Maas creates a pod machine even when a machine tag is set as a constraint

Bug #1706196 reported by Jason Hobbs
8
This bug affects 1 person
Affects Status Importance Assigned to Milestone
MAAS
Fix Released
High
Newell Jensen
2.2
Fix Released
High
Newell Jensen

Bug Description

I am using pods, and have VMs created from those pods in three zones that I've created (zone1, zone2, zone3). There is also a 'default' zone in MAAS, which I'm not allowed to edit or delete, and has no nodes in it.

When I juju bootstrap without a 'zone' placement directive, juju tries first to allocate a vm from the 'default' zone in MAAS. MAAS sees that there is no matching node, then that I'm using pods, and creates a new VM to respond to juju's request for a node.

My expected behavior here is for juju to end up bootstrapping onto one of the existing VMs in one of the zones with nodes in it. I can get that by using a '--to zone=zone1' placement directive, but I shouldn't have to - it should just work and use one of the existing VMs.

This also affects juju's "enable-ha" command, where there is no ability to specify zone. In that case there is no workaround - it always tries to use the default zone rather than the zones I'm using that already have machines available.

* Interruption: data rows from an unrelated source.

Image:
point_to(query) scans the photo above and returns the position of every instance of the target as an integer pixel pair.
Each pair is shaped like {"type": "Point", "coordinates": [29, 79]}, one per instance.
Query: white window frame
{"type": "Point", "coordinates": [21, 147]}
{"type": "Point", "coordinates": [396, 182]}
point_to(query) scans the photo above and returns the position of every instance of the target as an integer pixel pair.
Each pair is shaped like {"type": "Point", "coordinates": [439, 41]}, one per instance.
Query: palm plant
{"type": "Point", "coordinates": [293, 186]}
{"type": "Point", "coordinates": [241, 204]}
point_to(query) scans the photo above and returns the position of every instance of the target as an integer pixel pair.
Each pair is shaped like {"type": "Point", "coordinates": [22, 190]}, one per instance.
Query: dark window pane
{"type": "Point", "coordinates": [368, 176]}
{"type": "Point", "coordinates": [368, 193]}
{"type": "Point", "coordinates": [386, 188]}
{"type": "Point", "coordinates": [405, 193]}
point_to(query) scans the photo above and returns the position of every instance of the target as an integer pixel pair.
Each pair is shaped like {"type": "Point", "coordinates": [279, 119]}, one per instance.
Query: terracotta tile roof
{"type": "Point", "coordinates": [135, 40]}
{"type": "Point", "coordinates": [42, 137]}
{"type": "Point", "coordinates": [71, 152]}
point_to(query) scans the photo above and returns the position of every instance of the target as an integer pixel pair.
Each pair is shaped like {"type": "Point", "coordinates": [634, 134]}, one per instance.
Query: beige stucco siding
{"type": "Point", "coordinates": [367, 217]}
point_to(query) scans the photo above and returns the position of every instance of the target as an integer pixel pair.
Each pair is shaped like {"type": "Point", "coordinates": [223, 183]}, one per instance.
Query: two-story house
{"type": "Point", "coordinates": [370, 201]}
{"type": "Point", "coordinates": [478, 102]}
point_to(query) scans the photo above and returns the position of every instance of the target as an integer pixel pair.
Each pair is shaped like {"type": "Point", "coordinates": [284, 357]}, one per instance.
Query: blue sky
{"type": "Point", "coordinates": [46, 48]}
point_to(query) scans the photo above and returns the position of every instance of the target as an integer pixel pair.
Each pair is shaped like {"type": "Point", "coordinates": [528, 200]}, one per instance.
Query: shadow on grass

The only solution here is to use the default zone, even though I don't want a zone named 'default'.

Here's part of the maas.log where the node was created:

Jul 24 20:09:01 infra1 maas.api: [info] Request from user root to acquire a machine with constraints: [('agent_name', ['4fc971aa-41fc-4bae-8ac8-724fd407c338']), ('zone', ['default']), ('mem', ['3584']), ('tags', ['vm'])]
Jul 24 20:09:03 infra1 maas.drivers.pod.virsh: [info] living-deer: Successfully set network boot order
Jul 24 20:09:04 infra1 maas.node: [info] living-deer: Storage layout was set to flat.
Jul 24 20:09:04 infra1 maas.node: [info] living-deer: Status transition from READY to ALLOCATED
Jul 24 20:09:04 infra1 maas.node: [info] living-deer: allocated to user root
Jul 24 20:09:05 infra1 maas.interface: [info] Allocated automatic IP address 10.245.222.20 for eth0 (physical) on living-deer.
Jul 24 20:09:05 infra1 maas.node: [info] living-deer: Status transition from ALLOCATED to DEPLOYING
Jul 24 20:09:06 infra1 maas.power: [info] Changing power state (on) of node: living-deer (pmmn6n)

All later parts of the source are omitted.